Par Ars Antiqua
Maîtres anciens, sculptures, mobilier et art moderne
XIXe siècle
Vénus de Milo
Marbre, h. 98 cm
La sculpture à l'étude constitue une reprise raffinée du XIXe siècle en marbre blanc de la célèbre Vénus de Milo, l'un des chefs-d'œuvre les plus iconiques de la statuaire grecque, aujourd'hui conservé au Musée du Louvre à Paris. L'original, datable vers 130 av. J.-C. et découvert en 1820 sur l'île de Milo par un paysan et des officiers français, est conventionnellement attribué au sculpteur Alexandre d'Antioche. L'œuvre s'inscrit dans la période hellénistique tout en combinant savamment des éléments de la tradition classique des Ve et IVe siècles av. J.-C., tels que la sérénité expressive du visage praxitélien et la posture sinueuse en contrapposto d'inspiration lysippique. La déesse, identifiée à l'origine comme Aphrodite ou peut-être comme Amphitrite, est représentée debout, le torse nu et un riche drapé lui cinglant les hanches, glissant vers le bas en plis profonds qui accentuent le dynamisme ...

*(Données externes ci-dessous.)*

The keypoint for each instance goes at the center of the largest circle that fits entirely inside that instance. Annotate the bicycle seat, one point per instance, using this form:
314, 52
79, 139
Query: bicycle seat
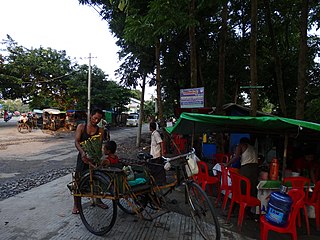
144, 156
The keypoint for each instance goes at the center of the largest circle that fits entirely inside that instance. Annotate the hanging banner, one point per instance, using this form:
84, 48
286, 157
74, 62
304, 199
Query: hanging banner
192, 98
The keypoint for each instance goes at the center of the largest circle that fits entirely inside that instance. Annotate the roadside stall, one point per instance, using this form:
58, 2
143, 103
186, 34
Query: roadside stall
53, 119
196, 124
284, 128
74, 118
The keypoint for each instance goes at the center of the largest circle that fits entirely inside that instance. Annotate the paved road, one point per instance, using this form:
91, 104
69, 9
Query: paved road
42, 150
44, 213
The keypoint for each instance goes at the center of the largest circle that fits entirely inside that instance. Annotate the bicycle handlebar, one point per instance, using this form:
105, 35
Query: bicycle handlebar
167, 159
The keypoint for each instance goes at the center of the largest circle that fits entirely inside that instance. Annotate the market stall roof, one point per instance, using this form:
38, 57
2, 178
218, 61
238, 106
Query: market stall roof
195, 123
52, 111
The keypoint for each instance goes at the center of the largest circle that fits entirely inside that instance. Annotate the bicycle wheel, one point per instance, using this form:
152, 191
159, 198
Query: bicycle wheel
202, 212
97, 214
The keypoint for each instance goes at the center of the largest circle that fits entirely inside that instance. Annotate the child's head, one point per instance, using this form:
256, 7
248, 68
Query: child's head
110, 147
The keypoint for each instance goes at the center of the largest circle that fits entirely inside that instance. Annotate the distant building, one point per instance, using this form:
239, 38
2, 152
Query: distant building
133, 106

... rotatoire du corps. L'absence des bras, perdus dès le moment de la découverte ou lors des étapes mouvementées de son transport vers la France, est paradoxalement devenue le trait distinctif de l'œuvre, la transformant en un symbole absolu de beauté idéale et de suggestive fragmentarité classique.
Au cours du XIXe siècle, l'acquisition de la Vénus par la couronne française a déclenché une véritable opération de propagande culturelle menée par le directeur du Louvre, visant à glorifier l'œuvre afin d'occulter la perte des sculptures du Parthénon restituées à l'Angleterre et des chefs-d'œuvre confisqués par Napoléon puis restitués à l'Italie. Ferveur institutionnelle qui s'est rapidement traduite par une diffusion extraordinaire de cette iconographie à l'échelle mondiale. La Vénus de Milo est ainsi devenue le modèle didactique et académique par excellence, reproduit sans cesse pour les académies d'art, les musées et les collections privées de toute l'Europe. Si les ateliers de moulage du Louvre produisaient des plâtres officiels, les ateliers artistiques spécialisés répondaient à la demande massive de la haute bourgeoisie en réalisant des transcriptions en marbre de différentes dimensions, souvent destinées à enrichir les salons d'honneur et les jardins d'hiver des demeures privées.
La version présentée ici, avec ses 98 centimètres de hauteur, s'inscrit parfaitement dans ce phénomène collectionniste du Grand Tour et du renouveau néoclassique du XIXe siècle, s'affirmant comme une réduction à l'échelle d'une virtuosité technique exceptionnelle. Le sculpteur du XIXe siècle a reproduit avec une fidélité philologique non seulement la mutilation caractéristique des bras, désormais partie intégrante du mythe visuel de la déesse, mais a également su restituer la douceur de l'épiderme marmoréen en contraste avec le clair-obscur du drapé, témoignant de la manière dont le culte de l'Antique continuait à façonner le goût esthétique et la décoration d'intérieur de l'époque.